How this started….
Like most things related to this blog, I started attending the Pittsburgh LittleHacks where I learned of using Markdown with GitHub Pages to host a blog site which seems to be the right combination for ease of use, cross platform, broad availability, and portability for my needs. GitHub pages is an interesting and useful utility to allow anyone to start building up a static website free of charge (GitLab has a similar feature if you prefer that over GitHub). There are some restrictions to it, of course, but largely they are easy to deal with for the casual user or individual just wanting a place to put their writing.If you need more, checkout Blogger or a host of other options to place your musings.For me, and many like me, this is enough, appropriate, and best of all free.
Setup
Setup should be easy. The documentation is easy, the site is basic, there really isn’t a lot to it.If you can create and manage SSH Keys, that is something like 50% of the work.
Unfortunately, for me, it wasn’t so simple.
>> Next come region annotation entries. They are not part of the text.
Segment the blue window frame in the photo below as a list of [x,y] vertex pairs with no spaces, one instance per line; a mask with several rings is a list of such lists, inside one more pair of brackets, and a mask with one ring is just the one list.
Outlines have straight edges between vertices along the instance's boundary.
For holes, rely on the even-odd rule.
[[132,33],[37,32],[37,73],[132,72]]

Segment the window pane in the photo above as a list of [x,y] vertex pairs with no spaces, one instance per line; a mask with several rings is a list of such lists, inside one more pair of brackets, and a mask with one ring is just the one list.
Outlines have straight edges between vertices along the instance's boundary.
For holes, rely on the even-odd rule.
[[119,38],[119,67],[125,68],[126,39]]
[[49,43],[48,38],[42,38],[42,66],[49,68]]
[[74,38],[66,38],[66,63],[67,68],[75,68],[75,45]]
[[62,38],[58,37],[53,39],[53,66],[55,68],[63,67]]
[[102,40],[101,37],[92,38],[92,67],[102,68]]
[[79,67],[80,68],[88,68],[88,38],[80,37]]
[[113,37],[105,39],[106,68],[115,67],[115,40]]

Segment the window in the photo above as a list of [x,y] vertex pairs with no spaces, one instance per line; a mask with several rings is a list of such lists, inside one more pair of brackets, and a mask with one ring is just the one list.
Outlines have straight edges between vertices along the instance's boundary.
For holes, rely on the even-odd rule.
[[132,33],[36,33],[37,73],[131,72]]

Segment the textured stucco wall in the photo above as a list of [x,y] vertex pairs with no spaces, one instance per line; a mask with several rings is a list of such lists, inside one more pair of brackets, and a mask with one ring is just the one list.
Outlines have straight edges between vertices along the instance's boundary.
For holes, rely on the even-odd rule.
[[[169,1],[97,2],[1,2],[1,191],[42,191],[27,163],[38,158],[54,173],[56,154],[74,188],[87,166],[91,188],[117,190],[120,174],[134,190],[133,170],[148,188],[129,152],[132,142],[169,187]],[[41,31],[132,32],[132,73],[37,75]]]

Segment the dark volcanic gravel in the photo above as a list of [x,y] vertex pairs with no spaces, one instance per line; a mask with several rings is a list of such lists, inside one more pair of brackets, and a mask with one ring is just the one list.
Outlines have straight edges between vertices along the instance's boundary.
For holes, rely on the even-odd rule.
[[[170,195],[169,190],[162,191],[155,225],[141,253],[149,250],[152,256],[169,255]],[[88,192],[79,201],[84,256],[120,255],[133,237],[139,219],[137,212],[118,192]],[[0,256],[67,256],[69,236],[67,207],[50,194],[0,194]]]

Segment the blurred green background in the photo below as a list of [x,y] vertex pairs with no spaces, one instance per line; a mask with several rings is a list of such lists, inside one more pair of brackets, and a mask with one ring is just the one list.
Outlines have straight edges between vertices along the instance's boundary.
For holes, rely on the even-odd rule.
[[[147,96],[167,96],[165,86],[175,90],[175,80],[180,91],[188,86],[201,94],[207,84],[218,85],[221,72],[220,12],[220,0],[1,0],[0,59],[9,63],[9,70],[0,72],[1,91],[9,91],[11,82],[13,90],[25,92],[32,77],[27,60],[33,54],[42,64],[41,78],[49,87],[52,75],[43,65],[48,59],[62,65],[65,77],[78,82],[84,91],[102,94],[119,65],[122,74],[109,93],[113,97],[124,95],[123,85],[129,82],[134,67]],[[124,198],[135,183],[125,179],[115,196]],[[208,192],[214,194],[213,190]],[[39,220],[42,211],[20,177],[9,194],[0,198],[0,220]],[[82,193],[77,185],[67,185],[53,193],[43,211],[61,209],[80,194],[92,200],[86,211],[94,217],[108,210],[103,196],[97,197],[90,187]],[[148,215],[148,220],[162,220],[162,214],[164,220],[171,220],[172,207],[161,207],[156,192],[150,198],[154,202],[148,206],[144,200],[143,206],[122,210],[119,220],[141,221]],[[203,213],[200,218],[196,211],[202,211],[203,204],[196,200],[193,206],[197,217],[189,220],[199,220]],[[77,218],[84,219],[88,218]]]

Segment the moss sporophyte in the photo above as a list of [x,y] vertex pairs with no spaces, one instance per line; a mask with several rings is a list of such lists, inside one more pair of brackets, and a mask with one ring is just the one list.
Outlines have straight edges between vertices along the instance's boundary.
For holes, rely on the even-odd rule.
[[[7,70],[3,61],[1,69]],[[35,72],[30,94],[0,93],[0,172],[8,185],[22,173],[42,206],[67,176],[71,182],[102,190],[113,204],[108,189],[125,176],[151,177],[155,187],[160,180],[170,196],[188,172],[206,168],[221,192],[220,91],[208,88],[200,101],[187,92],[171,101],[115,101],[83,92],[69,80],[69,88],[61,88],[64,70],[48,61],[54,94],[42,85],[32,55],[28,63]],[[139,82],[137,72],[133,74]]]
The thing is, GitHub uses Jekyll as the basis of their GitHub Pages.If you stick with a simple page or two, using one of the 4 themes they offer, and are not looking for anything more complicated than that, well you are in luck - it is easy.However, if you want to use a different theme, or want to create your own layouts, or do anything more complicated than write an MD file and have it show up in a browser, then there is a lot more work.
In my very first LittleHacks meeting, I was shown how to set this up and use it with an alternative to Jekyll, called Hugo.Trying to simplify this approach, I stuck with Jekyll and tried to bash it into the way I wanted it to work, which resulted in failure.It simply does not support direct upload of MD files and build out your sites as I had hoped it would do.Instead, you have to maintain a structure, place files in the right place, use the right naming convention, and most of all, be sure you have the right frontmatter setup!
Instead, Jekyll broke me trying to make it work the way I wanted it to.So I started looking around - Hugo, Hexo, and even Middleman before I came back to Jekyll.The key, for me, was finding a good theme that I could follow, that I understood what it was doing and why, and could edit to fit my needs if necessary.The Jekyll Document Theme fit that need, with unprecedented documentation on what was going on to help me learn Jekyll while making the theme fit my purpose.